Logging with the ELK-stack

In our organisation, we came to the conclusion that centralising our website and app logs would be a productive step to take. It allows us to stay informed about the health of our running projects and possibly prevent issues before they escalate into disasters.

Enter the ELK-stack.

What is the ELK-stack?

The ELK-stack consist of the following technologies:

With the help of these 3 technologies, we can collect logs from any of our website/app backends and frontends, and send them to our self-hosted instance of the ELK-stack.

But how do the 3 of them work together, and what are their roles?

Logstash

When our instance of the ELK-stack receives a new log, the first service to handle this log will be Logstash. The goal of Logstash is to receive a log, transform it into a standardised format, and then pass it on to Elasticsearch.
Other than mutating incoming logs, Logstash can also be configured to filter out certain logs.

Here’s how that works:

Http input

When warnings or errors occur in our app backends and front-ends, they are responsible for sending the entire error to Logstash. We have configured our Logstash service to handle javascript errors from nodeJS or just plain javascript. The http-input configuration of Logstash will then extract the website name, the environment (dev/staging/production), the error text, and the error stack trace.

All of this information is then moulded into a uniform log object that the next service will be able to understand. But most importantly, the structure of this log object is exactly the same for our nodeJS/React frontends and backends, as well as our WordPress websites.

Beats

Beats are plugins which extend the input functionality of our Logstash Service. We use Filebeat for our WordPress websites, which by default just write their logs to the file system. Filebeat watches this log file and sends any changes to our Logstash service. Once again, those logs are transformed into a uniform object on the receiving end by Logstash’s Filebeat configuration. The log object is then sent to the next service in the ELK-stack: Elasticsearch.

Elasticsearch

Elasticsearch is a lightning-fast, schema-less, document-oriented database, built to withstand huge volumes of data. Elasticsearch’s role in the ELK-stack is to store and retrieve logs.

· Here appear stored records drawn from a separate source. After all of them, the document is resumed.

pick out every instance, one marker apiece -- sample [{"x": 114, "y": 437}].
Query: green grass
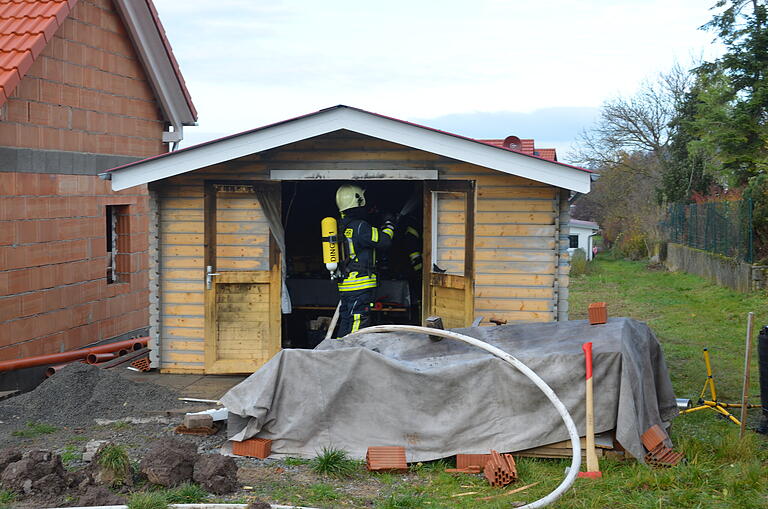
[
  {"x": 334, "y": 462},
  {"x": 187, "y": 493},
  {"x": 7, "y": 497},
  {"x": 720, "y": 471},
  {"x": 35, "y": 429},
  {"x": 114, "y": 457},
  {"x": 148, "y": 500}
]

So far, all of my own use-cases with Elasticsearch have been relatively simple. I have not yet directly used the REST-API which Elasticsearch provides, so I don’t feel qualified to expand on this topic.

In my view, Elasticsearch is the centrepiece of the ELK-stack. It exists as a layer between Logstash and Kibana, and most of the magic happens here.

Kibana

Kibana is the visual component of the ELK-stack. In this dashboard, we can interact with all of the data within Elasticsearch.

Kibana allows us to filter through all of the data to find the logs that are relevant to our interests. These filters can be saved, reused, and shared between different Kibana users. Because of this, we can set up a filter to get a collection of all logs where a very specific error has happened for any of our websites and apps.

We can also use Kibana to generate statistics about our data, and represent it in various graphs.

Other possibilities with Kibana range from uptime monitoring to machine learning, but our organisation’s use-case is mostly restricted to filtering our logs.

Conclusion

The ELK-stack is a very powerful toolset and I would recommend trying it out if you are dealing with more than a dozen websites, even if it seems like overkill right now. It’s always good to be well prepared for future growth and the issues it brings along.